F: Your last project was Bubble Witch 3 Saga, which has been a massive success in terms of audience and ratings. Apart from many hours of work, what would you say is the reason for such an impact?
N: Besides quality, both visual and technical, and allowing it to operate on older devices, we followed a very long analytical process to find out how to develop the bubble shooter genre, with the right level of innovation for them to feel familiar and new at the same time. As far as we know, it’s the only game that lets you discard the current bubble and use it to get a power-up that can be useful later on, which gives a greater strategic depth and reduces the frustration when bubbles appear of a colour that’s no use to you at that time. Also, we eliminated the whole aiming component that’s common in this genre, since you always know exactly what position your bubble is going to land in, thus opening up the genre to players who don’t feel comfortable with aiming mechanisms.

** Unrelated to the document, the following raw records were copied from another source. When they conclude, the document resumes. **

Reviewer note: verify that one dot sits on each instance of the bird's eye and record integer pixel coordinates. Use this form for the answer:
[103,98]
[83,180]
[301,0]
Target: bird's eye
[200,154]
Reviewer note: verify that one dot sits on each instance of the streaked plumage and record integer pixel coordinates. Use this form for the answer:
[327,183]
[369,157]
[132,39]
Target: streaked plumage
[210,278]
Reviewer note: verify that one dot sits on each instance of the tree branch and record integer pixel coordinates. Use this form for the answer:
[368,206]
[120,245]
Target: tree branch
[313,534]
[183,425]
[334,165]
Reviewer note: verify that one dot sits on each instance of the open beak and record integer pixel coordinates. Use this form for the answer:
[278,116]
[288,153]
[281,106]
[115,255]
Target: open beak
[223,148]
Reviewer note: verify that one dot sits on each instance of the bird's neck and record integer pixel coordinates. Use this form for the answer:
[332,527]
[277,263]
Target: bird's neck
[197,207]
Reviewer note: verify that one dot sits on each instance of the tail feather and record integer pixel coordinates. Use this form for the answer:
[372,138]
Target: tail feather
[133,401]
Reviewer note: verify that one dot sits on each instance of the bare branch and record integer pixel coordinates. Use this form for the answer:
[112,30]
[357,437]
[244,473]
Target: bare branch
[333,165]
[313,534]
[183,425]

F: How do you at King incorporate players’ opinions, complaints and suggestions in the development of the game?
N: At King we have an excellent customer service team who are in touch with the teams of each game. Every day we get a report on what players are saying, although they tend to be more complaints about a fault rather than ideas.
Also, in the months leading up to a launch, we carry out various playtests where we show the game to small groups of objective players to see what they think, what they’re feeling and how they play. It’s the only way to see if the audience really likes the game.
F: Most of King’s games are puzzles and brainteasers; even so, the narrative component and the lore generated around it is very elaborate. Why do you give it so much importance?
N: It’s pretty simple: without lore there are no fans. In order to build a community of players, they have to like the imaginary world that you’re giving them. They have to want to live in it, to know the characters…
Having strong franchises, recognizable characters and worlds where fun things happen is a way of standing out in the eyes of a maturing audience.
Activision and Blizzard (two sister companies of King) are a clear example. You only need to look at the diversity of characters in Overwatch. In casual games it’s more difficult to introduce stories but that doesn’t make it any less important.
F: Lastly, what advice would you give to people who are starting out in the industry, like the teams of F2P Campus?
N: To never be afraid to make mistakes. Any mistake can be overcome and the important thing is knowing how to recover. Starting is hard in any discipline, but if you’re fuelled by those mistakes you’ll succeed.